Ya hemos visto las feroces garras del sistema. Los dos RDL de marzo y de mayo en materia de gasto farmacéutico son demoledores, así se deduce del estudio presentado por el despacho jurídico Farmaiuris quien en su “Guía legal sobre las medidas extraordinarias en materia de gasto farmacéutico” invita a quien lo lea a un recorrido por la naturaleza en estado puro de las posibilidades de la administración frente al resto de los agentes institucionales y “patronal” quienes cuando al Estado le apetece no son mas que meras comparsas en un estado disfrazado de derecho.
La utilización del RDL para legislar es, por esencia, in instrumento normativo indeseable, si de respeto a las reglas de seguridad se tratara (así lo establece la Constitución) ya que no es atacable en vía contenciosa y te obliga a ir al Tribunal Constitucional.
Ya la Directiva 1985/105/CEE reguló las limitaciones de los precios y la posibilidad de que los Estados miembros los congelaran.
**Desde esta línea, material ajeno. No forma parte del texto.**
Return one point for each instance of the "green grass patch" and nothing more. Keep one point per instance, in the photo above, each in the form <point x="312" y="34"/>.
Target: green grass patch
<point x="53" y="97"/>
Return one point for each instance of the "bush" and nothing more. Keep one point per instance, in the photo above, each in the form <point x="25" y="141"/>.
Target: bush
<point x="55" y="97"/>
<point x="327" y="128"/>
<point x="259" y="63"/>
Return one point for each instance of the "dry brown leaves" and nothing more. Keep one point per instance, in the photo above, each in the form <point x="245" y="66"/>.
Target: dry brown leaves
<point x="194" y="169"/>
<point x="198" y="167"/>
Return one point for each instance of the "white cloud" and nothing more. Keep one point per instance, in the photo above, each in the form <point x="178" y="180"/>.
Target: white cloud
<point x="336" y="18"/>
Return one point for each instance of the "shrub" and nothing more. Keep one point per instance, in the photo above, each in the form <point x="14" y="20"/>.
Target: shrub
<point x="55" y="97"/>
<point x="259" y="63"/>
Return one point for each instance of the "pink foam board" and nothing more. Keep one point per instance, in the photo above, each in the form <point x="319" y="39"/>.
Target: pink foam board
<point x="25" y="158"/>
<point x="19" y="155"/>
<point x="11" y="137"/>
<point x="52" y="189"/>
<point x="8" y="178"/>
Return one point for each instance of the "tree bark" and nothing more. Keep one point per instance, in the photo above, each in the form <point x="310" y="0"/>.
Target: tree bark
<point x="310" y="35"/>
El RDL 4/2010 tendrá un impacto económico sobre la facturación del SNS a corto plazo y de además de modificaciones legales (Ley 29/2006) se aprovecha el momento para zanjarlas unilateralmente “como la limitación de las bonificaciones y descuentos de las farmacias, la simplificación en el procedimiento de financiación de precios y los ajustes en el sistema de precios de referencia”; o la nueva redacción del RD 618/2007 respecto de la dispensación a pacientes ambulatorios en los Servicios de Farmacia Hospitalaria, a modo de herramienta de control económica de algunos medicamentos que permita negociar compras masivas con precios más baratos por el cauce de los concursos públicos, circunstancia aprovechada por no pocas Comunidades Autónomas.
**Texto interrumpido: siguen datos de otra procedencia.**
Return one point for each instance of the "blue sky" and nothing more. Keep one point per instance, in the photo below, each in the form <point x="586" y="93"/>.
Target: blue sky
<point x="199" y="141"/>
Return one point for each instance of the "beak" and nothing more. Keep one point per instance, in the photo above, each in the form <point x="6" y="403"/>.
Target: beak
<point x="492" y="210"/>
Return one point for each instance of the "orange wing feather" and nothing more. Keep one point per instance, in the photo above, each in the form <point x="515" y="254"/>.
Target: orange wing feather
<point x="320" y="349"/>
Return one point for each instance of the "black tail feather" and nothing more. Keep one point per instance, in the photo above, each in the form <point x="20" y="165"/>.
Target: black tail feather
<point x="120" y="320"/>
Debates de todo índole hicieron que –previa denuncia del COF de Madrid en 2009 el Defensor del Pueblo se manifestara a favor de “una única escala de deducciones” en la facturación de los medicamentos para evitar la discriminación dependiendo quien fuera el sujeto pagador.
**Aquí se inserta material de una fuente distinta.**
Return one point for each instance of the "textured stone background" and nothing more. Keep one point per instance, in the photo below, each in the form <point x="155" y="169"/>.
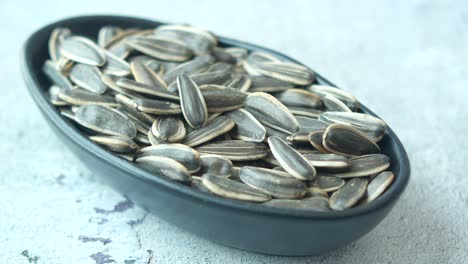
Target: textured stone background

Con la eliminación de un plazo de vigencia mínimo de los precios se echa por tierra el elemento de la seguridad jurídica y garantía en los precios de los medicamentos y el sector se queda frente a una Administración farmacéutica que puede “actuar con total discrecionalidad en la materia en función de las necesidades y de la coyuntura financiera del SNS, contradiciendo los compromisos de previsibilidad, objetividad y estabilidad que deben regir la intervención de precios” . El RD 5/2000 ha sido antes y lo es hoy la génesis de un sistema perverso dónde las partes implicadas se reducen a una, El Estado.
Ahora conforme al RDL 4/2010 se pueden modificar márgenes y deducciones reglamentariamente con arreglo a la normativa específica de aplicación. “Se trata de una lógica deslegalización a favor del Ejecutivo para evitar el efecto de congelación de rango que tiene el hecho de haber sido modificado un reglamento por norma con rango de ley”.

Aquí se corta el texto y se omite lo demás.